There is a continuity of corruption and brokenness that infects Gotham, creating a cycle of damaged people throughout a generation. The murder of Gotham’s current mayor leaves another son without a father, a pattern that may be doomed to repeat. We can see the parallel expands across the spectrum, villain to vigilante. There is a shared point-of-view of both Batman and Riddler. From spawning through binoculars to Batman’s self-identifying “vengeance” also reclaimed in Riddler’s masked followers, Reeves provides subtle metaphorical clues alongside dark riddles to imply they’d somehow be connected in the end.

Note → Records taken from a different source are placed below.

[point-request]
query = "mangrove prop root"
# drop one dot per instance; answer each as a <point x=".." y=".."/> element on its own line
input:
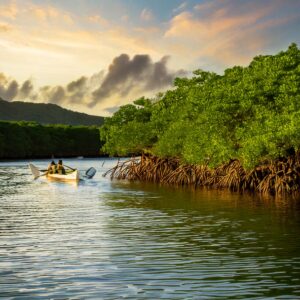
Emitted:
<point x="277" y="177"/>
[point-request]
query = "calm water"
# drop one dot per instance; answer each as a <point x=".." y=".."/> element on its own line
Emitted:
<point x="114" y="240"/>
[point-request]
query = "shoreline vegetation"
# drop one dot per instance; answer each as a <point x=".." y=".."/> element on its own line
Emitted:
<point x="280" y="177"/>
<point x="239" y="130"/>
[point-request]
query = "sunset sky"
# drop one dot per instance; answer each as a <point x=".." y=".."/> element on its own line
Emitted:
<point x="95" y="55"/>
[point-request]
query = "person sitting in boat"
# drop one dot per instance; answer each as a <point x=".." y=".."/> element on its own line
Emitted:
<point x="60" y="168"/>
<point x="51" y="168"/>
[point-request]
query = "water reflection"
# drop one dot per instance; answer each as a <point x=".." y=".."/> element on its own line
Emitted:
<point x="113" y="240"/>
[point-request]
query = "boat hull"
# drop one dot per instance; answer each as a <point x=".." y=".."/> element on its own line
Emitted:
<point x="74" y="176"/>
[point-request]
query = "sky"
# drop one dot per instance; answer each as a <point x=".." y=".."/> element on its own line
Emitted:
<point x="93" y="56"/>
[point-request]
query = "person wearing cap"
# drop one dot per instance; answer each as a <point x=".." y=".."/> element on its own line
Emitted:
<point x="60" y="168"/>
<point x="51" y="168"/>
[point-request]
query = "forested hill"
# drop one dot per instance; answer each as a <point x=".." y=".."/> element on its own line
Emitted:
<point x="45" y="114"/>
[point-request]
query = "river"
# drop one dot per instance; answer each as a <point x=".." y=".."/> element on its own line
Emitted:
<point x="105" y="239"/>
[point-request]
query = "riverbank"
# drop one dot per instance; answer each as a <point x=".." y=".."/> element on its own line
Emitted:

The “we’re not so different, you and I” narrative is heightened, but it’s not the first time this closely woven thread is seen. Joker and The Batman have also shared their moments on-screen blending these two contrasting identities. In Director Christoper Nolan’s “The Dark Knight,” it is the Joker (Heath Ledger) that tells Batman “Don’t talk like one of them. You’re not! Even if you’d like to be. To them, you’re just a freak, like me!”
There is a range that is tested to what is considered just or evil, to the point where it is the villain that must wash away the sins of the city at the end, quite literally, in the metaphor of water flooding through Gotham. It is worth examining that Reeves’ version of Martha Wayne is also described to have a history with Arkham Asylum, opening up other possibilities and layers to our existing protagonist. The commentary behind institutional corruption destroying society can allude to Director Todd Philips standalone origin story, “Joker.” We may feel remorse, anger, or disgust behind different things throughout the film, but everyone’s interpretation of what exactly disturbs them about the film is different. Is it that the system breeds these kinds of broken, unhinged individuals left with nothing but the desire to commit heinous crimes and inflict pain on others? Or that no one is listening to the issue that raises these problems, to begin with, to have prevented it?
It is our Batman that must make the choice, to step out of the shadows and “into the light” to differentiate himself, to change. Because existing outside of the mask requires him to confront the difficult realities of his past and why the city needs someone like him. But he couldn’t do it alone. Selina Kyle (Zoe Kravitz) allows him to tap into his declining humanity as Catwoman. Her own need for vengeance made him realize he wasn’t the only one living in anguish as a result of Gotham’s corrupted leaders. Or even their “sins of the father.”
While it was The Riddler that inflicted the chaos, it is Batman that ultimately comes to disrupt it. The visual metaphor of “out of darkness, into the light” really displays itself at the end, with the fire he lights to guide the leaders out of the rubble. Both our villain and vigilante may have both felt darkness as a consequence of Gotham’s corruption, but they lie on opposite ends of the same spectrum. Perhaps that is why one kid only had half of a face painted amongst the fully face painted subway gang at the beginning of the film on Halloween. Or perhaps there is a subtle implication of the next villain, Two-Face, to be written. It can even allude to why the mayor’s son had been recurring in this Batman’s narrative, as it opens speculation for fans with a possible origin of Robin. Perhaps Reeves wanted to explore the possibility that there is always room for change within the darkness, but the spectrum of what defines morality is incredibly vast.
So, who is el rata alada? Or the half-painted subway member recruit? The mayor’s son? I guess we will have to wait to find out.